Venerdì 16 Agosto 2024

Sovraffollamento carceri, l’ipotesi: domiciliari o affidamento in prova per pene residue brevi

La proposta, al vaglio del ministero della Giustizia, libererebbe migliaia di posti letto negli istituti di pena italiani. Da gennaio 63 suicidi in cella (quasi tutti uomini), +19 rispetto al 2023

Un carcere

Un carcere

Roma, 16 agosto 2024 – Carceri sempre più polveriera in Italia tra sovraffollamento, condizioni al limite della vivibilità e organico sotto il livello di guardia.
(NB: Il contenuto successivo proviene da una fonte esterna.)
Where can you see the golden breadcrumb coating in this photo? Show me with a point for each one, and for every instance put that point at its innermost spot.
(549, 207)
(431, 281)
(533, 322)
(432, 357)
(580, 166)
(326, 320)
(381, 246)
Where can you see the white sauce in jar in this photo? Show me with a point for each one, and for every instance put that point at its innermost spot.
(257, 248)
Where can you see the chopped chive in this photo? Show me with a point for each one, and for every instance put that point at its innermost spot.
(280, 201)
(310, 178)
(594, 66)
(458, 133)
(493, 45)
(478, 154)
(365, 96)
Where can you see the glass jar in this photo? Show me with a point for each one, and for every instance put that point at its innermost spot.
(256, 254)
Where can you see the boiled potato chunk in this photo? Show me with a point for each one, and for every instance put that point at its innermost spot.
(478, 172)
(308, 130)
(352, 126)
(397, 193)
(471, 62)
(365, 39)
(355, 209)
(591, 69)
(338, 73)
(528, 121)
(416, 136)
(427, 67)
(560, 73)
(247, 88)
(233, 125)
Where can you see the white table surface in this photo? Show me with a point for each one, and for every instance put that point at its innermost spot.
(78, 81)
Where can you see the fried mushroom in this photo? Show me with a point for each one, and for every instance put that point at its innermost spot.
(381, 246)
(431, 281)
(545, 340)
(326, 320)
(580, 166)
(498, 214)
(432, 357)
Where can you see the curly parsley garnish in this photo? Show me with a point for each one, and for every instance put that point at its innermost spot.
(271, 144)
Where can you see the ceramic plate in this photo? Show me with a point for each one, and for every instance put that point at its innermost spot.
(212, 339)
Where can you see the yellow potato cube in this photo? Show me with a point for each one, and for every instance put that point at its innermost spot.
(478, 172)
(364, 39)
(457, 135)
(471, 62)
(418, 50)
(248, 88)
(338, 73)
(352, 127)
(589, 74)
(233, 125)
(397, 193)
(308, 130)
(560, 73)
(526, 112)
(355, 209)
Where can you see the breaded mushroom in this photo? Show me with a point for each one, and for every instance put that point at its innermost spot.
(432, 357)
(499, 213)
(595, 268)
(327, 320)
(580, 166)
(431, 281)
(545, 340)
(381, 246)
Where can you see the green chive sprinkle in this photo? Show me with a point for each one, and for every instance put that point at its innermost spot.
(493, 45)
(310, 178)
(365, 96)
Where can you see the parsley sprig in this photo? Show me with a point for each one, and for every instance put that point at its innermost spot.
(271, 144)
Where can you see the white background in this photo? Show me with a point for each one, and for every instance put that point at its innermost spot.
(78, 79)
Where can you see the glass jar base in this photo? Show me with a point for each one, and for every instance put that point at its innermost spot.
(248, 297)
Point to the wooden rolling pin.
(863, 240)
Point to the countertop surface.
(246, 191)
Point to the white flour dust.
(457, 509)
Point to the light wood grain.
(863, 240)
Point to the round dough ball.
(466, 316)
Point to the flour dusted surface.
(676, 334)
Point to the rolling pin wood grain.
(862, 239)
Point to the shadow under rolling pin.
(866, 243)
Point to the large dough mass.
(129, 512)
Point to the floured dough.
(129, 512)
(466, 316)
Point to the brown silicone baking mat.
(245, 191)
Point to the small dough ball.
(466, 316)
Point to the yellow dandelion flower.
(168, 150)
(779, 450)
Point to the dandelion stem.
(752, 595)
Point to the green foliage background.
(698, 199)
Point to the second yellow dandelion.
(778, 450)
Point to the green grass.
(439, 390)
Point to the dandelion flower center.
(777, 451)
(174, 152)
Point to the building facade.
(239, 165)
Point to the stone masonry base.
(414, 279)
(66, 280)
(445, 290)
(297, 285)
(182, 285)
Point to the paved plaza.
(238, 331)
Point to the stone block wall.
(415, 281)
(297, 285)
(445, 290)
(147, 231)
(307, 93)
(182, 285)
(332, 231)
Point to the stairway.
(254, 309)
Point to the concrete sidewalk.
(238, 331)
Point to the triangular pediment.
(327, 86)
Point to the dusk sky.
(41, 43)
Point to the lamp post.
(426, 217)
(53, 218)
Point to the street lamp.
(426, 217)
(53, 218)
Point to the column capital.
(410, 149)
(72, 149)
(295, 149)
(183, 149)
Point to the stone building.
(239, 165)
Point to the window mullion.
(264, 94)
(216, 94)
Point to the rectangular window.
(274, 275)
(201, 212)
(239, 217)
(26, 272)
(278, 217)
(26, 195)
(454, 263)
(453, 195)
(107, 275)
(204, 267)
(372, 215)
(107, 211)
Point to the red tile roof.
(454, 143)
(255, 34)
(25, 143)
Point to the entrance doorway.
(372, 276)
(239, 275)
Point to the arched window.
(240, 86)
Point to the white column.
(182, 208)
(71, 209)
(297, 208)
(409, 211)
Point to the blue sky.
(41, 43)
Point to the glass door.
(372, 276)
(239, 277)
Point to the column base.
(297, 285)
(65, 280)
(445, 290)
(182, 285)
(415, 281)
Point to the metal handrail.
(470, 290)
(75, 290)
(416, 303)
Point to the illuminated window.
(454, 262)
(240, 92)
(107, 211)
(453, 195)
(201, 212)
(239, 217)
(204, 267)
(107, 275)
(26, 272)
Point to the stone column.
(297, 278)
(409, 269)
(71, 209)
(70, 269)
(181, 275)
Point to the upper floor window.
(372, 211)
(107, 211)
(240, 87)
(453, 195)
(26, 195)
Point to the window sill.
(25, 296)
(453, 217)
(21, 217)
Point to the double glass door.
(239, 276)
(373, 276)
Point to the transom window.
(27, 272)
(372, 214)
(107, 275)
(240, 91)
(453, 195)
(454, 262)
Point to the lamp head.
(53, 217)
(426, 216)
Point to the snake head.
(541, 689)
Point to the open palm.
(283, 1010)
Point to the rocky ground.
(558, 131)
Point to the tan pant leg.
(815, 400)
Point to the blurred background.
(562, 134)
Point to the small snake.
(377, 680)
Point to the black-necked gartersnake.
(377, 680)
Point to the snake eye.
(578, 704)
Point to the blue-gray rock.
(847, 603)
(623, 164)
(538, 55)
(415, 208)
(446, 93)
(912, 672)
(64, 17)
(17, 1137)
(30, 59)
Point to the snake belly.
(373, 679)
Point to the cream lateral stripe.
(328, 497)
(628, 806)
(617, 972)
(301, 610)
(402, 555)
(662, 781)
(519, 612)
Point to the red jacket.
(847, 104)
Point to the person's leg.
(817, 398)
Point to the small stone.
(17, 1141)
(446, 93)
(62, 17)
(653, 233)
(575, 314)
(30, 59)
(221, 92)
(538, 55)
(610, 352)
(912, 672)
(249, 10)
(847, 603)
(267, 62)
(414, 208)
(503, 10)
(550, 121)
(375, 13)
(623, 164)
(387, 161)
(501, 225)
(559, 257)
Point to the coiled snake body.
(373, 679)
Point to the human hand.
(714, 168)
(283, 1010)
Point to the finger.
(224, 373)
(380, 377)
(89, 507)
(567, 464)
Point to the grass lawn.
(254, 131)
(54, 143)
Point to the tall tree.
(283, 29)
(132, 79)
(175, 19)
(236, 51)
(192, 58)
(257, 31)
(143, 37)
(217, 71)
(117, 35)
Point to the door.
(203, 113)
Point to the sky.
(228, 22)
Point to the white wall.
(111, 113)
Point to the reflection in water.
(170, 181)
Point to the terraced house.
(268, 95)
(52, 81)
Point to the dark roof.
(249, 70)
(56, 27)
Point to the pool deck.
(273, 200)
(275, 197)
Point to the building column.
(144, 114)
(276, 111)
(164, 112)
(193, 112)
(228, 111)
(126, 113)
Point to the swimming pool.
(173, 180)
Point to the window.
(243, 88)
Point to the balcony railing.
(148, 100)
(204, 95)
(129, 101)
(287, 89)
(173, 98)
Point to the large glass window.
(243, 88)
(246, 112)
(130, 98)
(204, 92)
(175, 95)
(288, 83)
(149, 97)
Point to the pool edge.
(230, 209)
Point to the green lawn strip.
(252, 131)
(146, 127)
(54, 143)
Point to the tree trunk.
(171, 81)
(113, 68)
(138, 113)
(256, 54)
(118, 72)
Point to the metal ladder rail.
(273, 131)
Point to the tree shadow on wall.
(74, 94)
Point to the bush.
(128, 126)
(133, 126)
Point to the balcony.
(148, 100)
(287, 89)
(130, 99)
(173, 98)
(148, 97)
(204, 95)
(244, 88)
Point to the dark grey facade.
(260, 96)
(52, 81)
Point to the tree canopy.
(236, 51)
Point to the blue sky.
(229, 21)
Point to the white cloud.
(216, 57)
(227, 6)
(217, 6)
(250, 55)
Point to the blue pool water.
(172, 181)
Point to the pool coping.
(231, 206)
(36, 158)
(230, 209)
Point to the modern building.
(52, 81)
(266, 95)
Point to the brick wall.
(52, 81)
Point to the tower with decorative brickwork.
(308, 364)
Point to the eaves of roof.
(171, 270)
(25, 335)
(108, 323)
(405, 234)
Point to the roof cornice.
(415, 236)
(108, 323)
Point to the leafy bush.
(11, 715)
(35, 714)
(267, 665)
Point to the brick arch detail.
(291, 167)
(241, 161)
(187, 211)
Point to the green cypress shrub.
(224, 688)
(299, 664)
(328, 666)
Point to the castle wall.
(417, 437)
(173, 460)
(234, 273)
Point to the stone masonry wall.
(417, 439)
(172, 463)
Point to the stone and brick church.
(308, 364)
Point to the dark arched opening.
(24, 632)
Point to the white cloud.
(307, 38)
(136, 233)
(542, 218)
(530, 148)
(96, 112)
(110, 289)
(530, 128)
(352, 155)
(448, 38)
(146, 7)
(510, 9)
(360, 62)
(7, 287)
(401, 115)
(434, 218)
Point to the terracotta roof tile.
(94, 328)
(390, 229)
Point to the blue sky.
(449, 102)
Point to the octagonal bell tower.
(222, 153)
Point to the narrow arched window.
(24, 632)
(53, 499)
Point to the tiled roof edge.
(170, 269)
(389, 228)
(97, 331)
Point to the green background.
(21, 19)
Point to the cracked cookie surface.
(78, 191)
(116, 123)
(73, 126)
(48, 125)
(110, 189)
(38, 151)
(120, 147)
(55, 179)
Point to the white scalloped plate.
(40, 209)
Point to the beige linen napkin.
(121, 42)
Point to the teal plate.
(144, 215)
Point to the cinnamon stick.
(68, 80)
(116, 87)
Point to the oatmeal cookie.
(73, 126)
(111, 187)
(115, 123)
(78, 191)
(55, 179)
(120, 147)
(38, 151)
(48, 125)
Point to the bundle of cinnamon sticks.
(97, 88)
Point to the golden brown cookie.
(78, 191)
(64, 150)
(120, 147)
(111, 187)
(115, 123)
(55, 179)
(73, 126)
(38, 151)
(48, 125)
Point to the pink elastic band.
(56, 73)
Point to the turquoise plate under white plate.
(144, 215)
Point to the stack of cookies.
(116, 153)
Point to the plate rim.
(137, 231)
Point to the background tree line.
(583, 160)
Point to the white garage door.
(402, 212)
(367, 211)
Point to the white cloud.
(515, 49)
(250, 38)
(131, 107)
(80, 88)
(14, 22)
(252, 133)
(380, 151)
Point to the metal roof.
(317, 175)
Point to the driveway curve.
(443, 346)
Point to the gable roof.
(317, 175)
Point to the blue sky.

Per arginare il problema, che ha fatto registrare 63 suicidi di detenuti da gennaio ad oggi, si valutano misure alternative alla detenzione in cella, tra cui i domiciliari o l'affidamento in prova, per i detenuti condannati per reati non ostativi, che devono scontare pene residue entro un anno. È questa una delle ipotesi – a quanto si apprende da fonti vicine al dossier carceri – prese in considerazione dal ministero della Giustizia.

La proposta è emersa già lo scorso 7 agosto in occasione dell'incontro del ministro con il Garante dei detenuti e con gli stessi garanti regionali, e punterebbe anzitutto al contrasto del fenomeno del sovraffollamento carcerario, con un abbassamento di migliaia di posti nelle carceri italiane. Attualmente la detenzione domiciliare per i soggetti con pene non superiori a diciotto mesi – con la possibilità di scontare la pena presso la propria abitazione o un altro luogo, pubblico o privato – è prevista dalla legge 199 del 2010 (stabilizzata dal dl 23 dicembre 2013 n.146), ma può essere concessa esclusivamente dal tribunale di sorveglianza.

I numeri dell’emergenza

Sessantatrè suicidi di detenuti in carcere in meno di otto mesi, da gennaio al 16 agosto 2024. Il dato, diffuso dal Garante dei detenuti, fa registrare un aumento preoccupante: +19 casi rispetto allo stesso periodo del 2023 e +11 rispetto al 2022. L'età media è di circa 40 anni.

Delle persone morte per suicidio, 61 erano uomini e 2 donne. Riguardo alla nazionalità, 33 erano italiani (pari al 52%) e 30 stranieri (pari al 48%), provenienti da 15 Paesi. Le fasce d'età più presenti sono quelle tra i 26 e i 39 anni (30 persone) e tra i 40 e i 55 anni (16 persone). Altre 7 persone avevano tra 18 e 25 anni e 9 persone avevano un’età compresa tra 56 e 69 anni. Soltanto un detenuto suicida era ultrasettantenne. 

Per quanto riguarda la posizione giuridica, 24 persone erano in attesa di primo giudizio, 26 erano state giudicate in via definitiva e condannate, mentre 8 avevano una posizione cosiddetta "mista con definitivo”, cioè avevano almeno una condanna definitiva e altri procedimenti penali in corso.

Per quanto riguarda invece i reati, dal report emerge che la maggior parte delle persone (33, pari al 53,3%) che si è tolta la vita in carcere era accusata o era stata condannata per reati contro la persona: tra questi, 13 per omicidio (tentato o consumato), 8 per maltrattamento in famiglia e 4 per violenza sessuale. A seguire i reati contro il patrimonio (20, pari al 31,7%) e quelli legati agli stupefacenti (5).

Trentaquattro detenuti (pari al 54%) si sono suicidati nei primi sei mesi di detenzione; di questi, 7 entro i primi quindici giorni e 5 addirittura entro i primi cinque giorni dall'ingresso. Trentaquattro persone (54%) sono risultate coinvolte in altri eventi 'critici' e di queste 15 avevano precedentemente messo in atto almeno un tentativo di suicidio. Gli istituti in cui si sono verificati i suicidi sono 42, pari al 22% del totale delle strutture penitenziarie.